Agustí Centelles Ossó (1909 in Valencia – 1 December 1985 in Barcelona) was a Catalan photographer, working on the Republican side of the Spanish Civil War. As a refugee from Francoist Spain he was interned in France where he recorded life in the camp at Bram. He is considered one of the founders of Spanish photojournalism and has been called the "Spanish Robert Capa", with a "direct, spare style" and "great skill with the miniature Leica which enabled him to follow and photograph scenes of the Civil War."

== Biography ==
His family moved to Barcelona when Centelles was a year old. He went to work as an apprentice in 1924 in the photographic studio of Ramón de Baños where he learned portraiture. A few years later he became the assistant of Josep Badosa who introduced him to journalism. He was an early adopter of the compact Leica camera and in 1934 began to work independently for newspapers such as La Publicitat, Diario de Barcelona, Última Hora and La Vanguardia.

At the beginning of the Spanish Civil War he was sent to the Aragon front and assigned to make reports on the troops at the front. He reported on the Battle of Teruel and the Battle of Belchite. Many of his war photographs had propaganda value, and were used on the front page of major newspapers, especially in La Vanguardia. He also contributed to the Catalan Propaganda Commission and managed the archives of the army of Catalonia in Barcelona.

One famous photograph from this period shows George Orwell with the POUM militia at the Lenin barracks.

In 1939 he fled over the Pyrénées to France and took with him what he considered his most important negatives. Nationalist troops seized the rest of the negatives from his house: they were bought by the Salamanca Archive in 2009 for €700,000.

In France he was imprisoned in various camps, managing to save his negatives and cameras.

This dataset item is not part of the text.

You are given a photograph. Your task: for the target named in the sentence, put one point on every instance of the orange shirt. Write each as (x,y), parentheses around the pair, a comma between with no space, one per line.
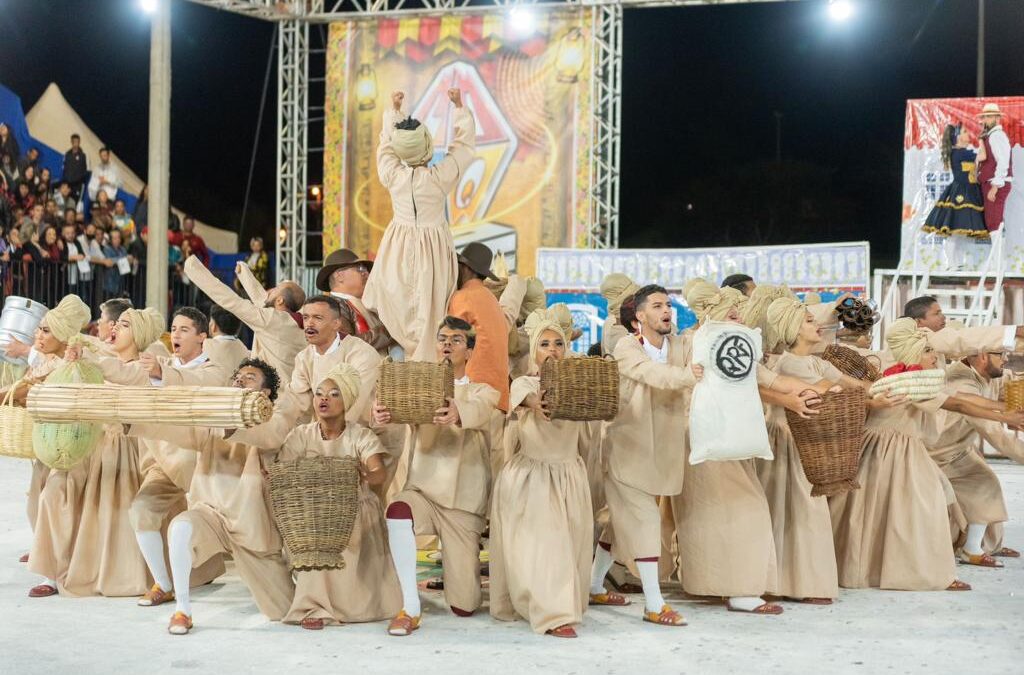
(489,363)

He set up a small photography lab in the camp at Bram, near Carcassonne, thanks to a press card issued by the French authorities and documented life in the camp in a diary and over 600 photographs.

In 1939 he got special permission to temporarily leave the camp and work on the harvest. When he got a job at a photography studio the permit became final. In 1942 he encountered the French Resistance and began taking pictures for counterfeit identification documents.

Some members of the resistance group were arrested in 1944 and the photo laboratory was dismantled. Centelles left his negatives in Carcassonne in the attic of the Degeilh family who had taken him in during his exile. He did this because he understood that he could not return home with material that, if seized, could implicate people in the photographs to the Francoist authorities. After that, he returned to Catalonia, via Andorra, and settled in Reus where he lived clandestinely for two years.

In 1946 returned to Barcelona and presented to the authorities. He was tried and was released on parole.

His political past prevented a return to a career in photojournalism, so he opted for industrial and advertising photography, making orders for products such as Chupa Chups and Anís del Mono.

In 1976 he went back to France with his friend Eduard Pons Prades to retrieve the negatives he had left during his exile. The images were exhibited and Centelles was again recognised as a war photojournalist. In 1984, the Ministry of Culture awarded him the Spanish National Award for Plastic Arts.

Today his sons, Sergi and Octavia, work to raise awareness of their father's work.